DRIP: Deep Regularizers for Inverse Problems
Moshe Eliasof, Eldad Haber, Eran Treister

TL;DR
This paper introduces a new family of neural regularizers based on variational principles that guarantee data fidelity in solving highly ill-posed inverse problems like image deblurring and tomography.
Contribution
It proposes neural regularizers grounded in variational formulations that ensure solutions fit the data, addressing limitations of previous deep learning approaches.
Findings
Regularizers guarantee data fitting in inverse problems
Effective on image deblurring and tomography tasks
Outperforms existing methods in ill-posed scenarios
Abstract
In this paper we consider inverse problems that are mathematically ill-posed. That is, given some (noisy) data, there is more than one solution that approximately fits the data. In recent years, deep neural techniques that find the most appropriate solution, in the sense that it contains a-priori information, were developed. However, they suffer from several shortcomings. First, most techniques cannot guarantee that the solution fits the data at inference.
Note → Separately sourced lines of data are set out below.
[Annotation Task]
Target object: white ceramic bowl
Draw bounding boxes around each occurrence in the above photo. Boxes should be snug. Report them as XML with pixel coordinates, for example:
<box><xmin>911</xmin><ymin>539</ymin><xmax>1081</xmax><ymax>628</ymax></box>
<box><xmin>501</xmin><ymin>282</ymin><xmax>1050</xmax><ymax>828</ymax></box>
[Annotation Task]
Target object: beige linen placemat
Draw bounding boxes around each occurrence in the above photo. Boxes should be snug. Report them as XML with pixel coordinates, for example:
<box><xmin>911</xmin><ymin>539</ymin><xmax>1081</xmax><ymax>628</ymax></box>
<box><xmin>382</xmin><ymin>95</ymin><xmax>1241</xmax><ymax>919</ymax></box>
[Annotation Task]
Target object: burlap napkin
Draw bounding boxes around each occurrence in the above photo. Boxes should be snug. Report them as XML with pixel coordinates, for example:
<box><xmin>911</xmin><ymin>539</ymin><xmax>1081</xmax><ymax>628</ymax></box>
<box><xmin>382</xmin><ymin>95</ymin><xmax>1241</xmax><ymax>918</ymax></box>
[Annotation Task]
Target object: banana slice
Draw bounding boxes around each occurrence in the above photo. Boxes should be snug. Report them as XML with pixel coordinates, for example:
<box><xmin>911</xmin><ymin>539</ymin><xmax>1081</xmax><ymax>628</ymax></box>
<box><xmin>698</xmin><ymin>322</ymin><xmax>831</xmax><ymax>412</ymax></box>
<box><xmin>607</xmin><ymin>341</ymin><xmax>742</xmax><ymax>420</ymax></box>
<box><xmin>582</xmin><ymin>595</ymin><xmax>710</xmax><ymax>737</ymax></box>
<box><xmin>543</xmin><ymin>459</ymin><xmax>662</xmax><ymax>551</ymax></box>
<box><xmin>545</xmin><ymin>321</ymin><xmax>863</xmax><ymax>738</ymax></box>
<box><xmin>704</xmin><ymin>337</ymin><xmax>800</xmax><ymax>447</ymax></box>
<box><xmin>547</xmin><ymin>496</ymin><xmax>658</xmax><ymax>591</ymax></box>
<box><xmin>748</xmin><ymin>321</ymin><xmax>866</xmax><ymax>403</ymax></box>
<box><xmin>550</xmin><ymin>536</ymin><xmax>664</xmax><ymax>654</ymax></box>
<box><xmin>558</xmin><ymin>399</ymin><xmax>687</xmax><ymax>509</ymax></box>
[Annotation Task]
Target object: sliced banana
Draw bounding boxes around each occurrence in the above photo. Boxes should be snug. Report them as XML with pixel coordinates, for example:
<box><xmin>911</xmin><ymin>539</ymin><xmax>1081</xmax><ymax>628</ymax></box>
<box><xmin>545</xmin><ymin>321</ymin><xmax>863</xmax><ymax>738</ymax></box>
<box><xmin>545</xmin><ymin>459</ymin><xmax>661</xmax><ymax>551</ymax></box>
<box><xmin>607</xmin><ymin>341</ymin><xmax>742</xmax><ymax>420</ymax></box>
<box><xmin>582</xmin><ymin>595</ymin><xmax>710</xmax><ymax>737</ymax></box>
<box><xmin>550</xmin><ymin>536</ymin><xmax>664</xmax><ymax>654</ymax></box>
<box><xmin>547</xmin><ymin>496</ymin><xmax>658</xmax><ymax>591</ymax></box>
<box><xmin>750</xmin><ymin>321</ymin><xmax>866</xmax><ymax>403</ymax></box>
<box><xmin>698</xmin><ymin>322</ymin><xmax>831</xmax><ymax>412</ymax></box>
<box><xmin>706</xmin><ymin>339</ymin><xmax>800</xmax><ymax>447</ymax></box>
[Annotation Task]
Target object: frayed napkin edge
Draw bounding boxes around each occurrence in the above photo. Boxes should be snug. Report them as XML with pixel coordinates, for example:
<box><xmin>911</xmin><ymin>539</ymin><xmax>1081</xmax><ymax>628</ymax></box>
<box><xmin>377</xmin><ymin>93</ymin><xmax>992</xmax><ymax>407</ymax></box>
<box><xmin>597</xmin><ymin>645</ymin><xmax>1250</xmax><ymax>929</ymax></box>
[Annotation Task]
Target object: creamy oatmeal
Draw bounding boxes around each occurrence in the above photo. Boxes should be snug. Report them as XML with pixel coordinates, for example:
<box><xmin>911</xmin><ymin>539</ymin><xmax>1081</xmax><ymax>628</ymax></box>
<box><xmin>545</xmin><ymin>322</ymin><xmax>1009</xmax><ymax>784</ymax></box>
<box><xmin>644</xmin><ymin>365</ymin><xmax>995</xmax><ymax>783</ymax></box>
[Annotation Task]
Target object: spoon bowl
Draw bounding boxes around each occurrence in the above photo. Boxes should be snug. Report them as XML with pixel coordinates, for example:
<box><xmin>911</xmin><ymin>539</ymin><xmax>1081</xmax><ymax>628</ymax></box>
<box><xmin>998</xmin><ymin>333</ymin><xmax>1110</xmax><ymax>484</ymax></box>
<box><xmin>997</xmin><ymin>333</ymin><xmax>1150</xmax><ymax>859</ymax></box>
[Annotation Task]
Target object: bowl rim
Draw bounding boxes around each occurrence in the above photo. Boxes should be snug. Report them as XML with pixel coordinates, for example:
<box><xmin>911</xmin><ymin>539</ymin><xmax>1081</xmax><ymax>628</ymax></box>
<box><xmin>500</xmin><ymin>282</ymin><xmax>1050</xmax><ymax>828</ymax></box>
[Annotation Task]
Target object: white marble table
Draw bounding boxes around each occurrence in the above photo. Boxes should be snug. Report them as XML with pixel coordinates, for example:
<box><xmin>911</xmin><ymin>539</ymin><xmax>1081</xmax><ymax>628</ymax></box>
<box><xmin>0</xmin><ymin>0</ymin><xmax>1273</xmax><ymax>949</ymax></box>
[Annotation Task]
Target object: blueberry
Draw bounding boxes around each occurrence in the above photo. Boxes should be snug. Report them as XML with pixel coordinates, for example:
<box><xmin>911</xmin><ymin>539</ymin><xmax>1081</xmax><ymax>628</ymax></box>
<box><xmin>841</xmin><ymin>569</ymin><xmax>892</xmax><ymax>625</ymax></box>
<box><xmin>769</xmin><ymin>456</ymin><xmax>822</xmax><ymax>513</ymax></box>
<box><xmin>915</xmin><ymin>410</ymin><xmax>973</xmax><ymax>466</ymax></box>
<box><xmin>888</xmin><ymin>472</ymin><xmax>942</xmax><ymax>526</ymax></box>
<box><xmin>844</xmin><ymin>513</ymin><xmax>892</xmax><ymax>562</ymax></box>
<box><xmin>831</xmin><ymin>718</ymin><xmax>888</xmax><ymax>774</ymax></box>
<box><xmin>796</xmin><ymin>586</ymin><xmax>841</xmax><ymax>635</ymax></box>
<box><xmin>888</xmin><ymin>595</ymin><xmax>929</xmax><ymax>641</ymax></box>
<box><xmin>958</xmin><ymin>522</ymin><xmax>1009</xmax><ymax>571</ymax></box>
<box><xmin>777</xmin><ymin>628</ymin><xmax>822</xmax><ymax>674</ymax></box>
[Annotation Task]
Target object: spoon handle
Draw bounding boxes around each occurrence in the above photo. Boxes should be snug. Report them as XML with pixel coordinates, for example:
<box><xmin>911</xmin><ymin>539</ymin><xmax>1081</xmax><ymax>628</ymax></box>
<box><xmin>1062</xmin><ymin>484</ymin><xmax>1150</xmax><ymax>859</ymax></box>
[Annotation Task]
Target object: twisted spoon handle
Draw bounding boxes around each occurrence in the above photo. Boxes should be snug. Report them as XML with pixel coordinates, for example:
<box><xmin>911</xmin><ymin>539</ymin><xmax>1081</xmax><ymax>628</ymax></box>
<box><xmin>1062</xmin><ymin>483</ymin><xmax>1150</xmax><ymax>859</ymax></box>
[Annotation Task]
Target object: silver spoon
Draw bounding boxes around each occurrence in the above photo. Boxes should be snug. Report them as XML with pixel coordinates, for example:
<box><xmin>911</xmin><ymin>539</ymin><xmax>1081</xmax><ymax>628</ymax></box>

Second, while the derivation of the techniques is inspired by the existence of a valid scalar regularization function, such techniques do not in practice rely on such a function, and therefore veer away from classical variational techniques. In this work we introduce a new family of neural regularizers for the solution of inverse problems. These regularizers are based on a variational formulation and are guaranteed to fit the data. We…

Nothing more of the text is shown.